Se rompió el mecanismo del mundo.

Se rompió el mecanismo del mundo. Se detuvo su andar. No fue por falta de petróleo ni por energía nuclear. Fue y es a causa de un virus que mide entre 50 y 200 nanómetros, equivalente a una mil millonésima parte de un metro o a la millonésima parte de un milímetro.

No lo detuvo la explosión de una bomba atómica, ni un tsunami de los cinco océanos con su furia, ni un terremoto del planeta Tierra, ni una invasión extraterrestre para conquistarnos, ni la invasión de animales depredadores, ni un ataque terrorista universal, ni nada conocido hasta ahora.
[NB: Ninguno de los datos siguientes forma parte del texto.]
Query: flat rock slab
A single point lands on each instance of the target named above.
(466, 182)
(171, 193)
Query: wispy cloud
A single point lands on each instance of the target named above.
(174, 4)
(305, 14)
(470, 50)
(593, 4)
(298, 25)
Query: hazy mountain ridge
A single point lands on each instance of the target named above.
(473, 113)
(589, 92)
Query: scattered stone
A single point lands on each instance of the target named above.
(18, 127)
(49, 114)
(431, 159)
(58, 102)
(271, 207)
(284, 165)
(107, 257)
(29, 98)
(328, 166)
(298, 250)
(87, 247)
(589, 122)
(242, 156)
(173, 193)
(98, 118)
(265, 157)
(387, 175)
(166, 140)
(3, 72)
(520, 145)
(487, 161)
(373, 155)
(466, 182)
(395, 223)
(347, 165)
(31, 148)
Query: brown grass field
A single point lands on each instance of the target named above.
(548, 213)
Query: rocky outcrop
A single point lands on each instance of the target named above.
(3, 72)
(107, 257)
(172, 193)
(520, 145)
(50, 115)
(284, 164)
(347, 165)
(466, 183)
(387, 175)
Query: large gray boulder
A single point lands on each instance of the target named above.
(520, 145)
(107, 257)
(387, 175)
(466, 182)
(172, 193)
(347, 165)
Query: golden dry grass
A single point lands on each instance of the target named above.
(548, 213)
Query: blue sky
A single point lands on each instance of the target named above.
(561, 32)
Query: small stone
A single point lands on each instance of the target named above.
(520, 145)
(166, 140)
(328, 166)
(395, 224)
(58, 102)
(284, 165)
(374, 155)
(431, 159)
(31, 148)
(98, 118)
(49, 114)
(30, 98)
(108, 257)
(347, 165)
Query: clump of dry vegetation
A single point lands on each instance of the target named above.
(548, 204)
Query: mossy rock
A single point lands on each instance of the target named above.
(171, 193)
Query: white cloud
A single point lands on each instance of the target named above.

Se detuvo la inercia del movimiento humano. La supervivencia encerró a la gente en sus casas. En sus espacios tienen que reinventar el accionar diario. Los pasantes cotidianos se transformaron en socios de sus ambientes y diseñaron sus inquietudes y trabajos desde sus computadoras y celulares. Lo cotidiano se convirtió en ciencia ficción. Desde una pantalla se trabaja en el hogar, se disfruta de espectáculos, se comunican los amigos y familiares, se aprenden idiomas, se hacen consultas psicológicas, se toman clases de estudio, gimnasia, cocina, baile y de consejos para mantener la calma hasta que vuelva la cotidianeidad. Y las experiencias que se van adquiriendo con el ritmo día a día nos muestra otra cara del consumo y de conductas hasta ayer fongoneadas por llegar a horario a cumplir con el trabajo y obligaciones en general. Nadie corre, nadie se levanta a la madrugada, nadie viaja durmiendo en los transportes, nadie se viste para estar elegante y nadie deja de ver películas sin tener que ir al cine.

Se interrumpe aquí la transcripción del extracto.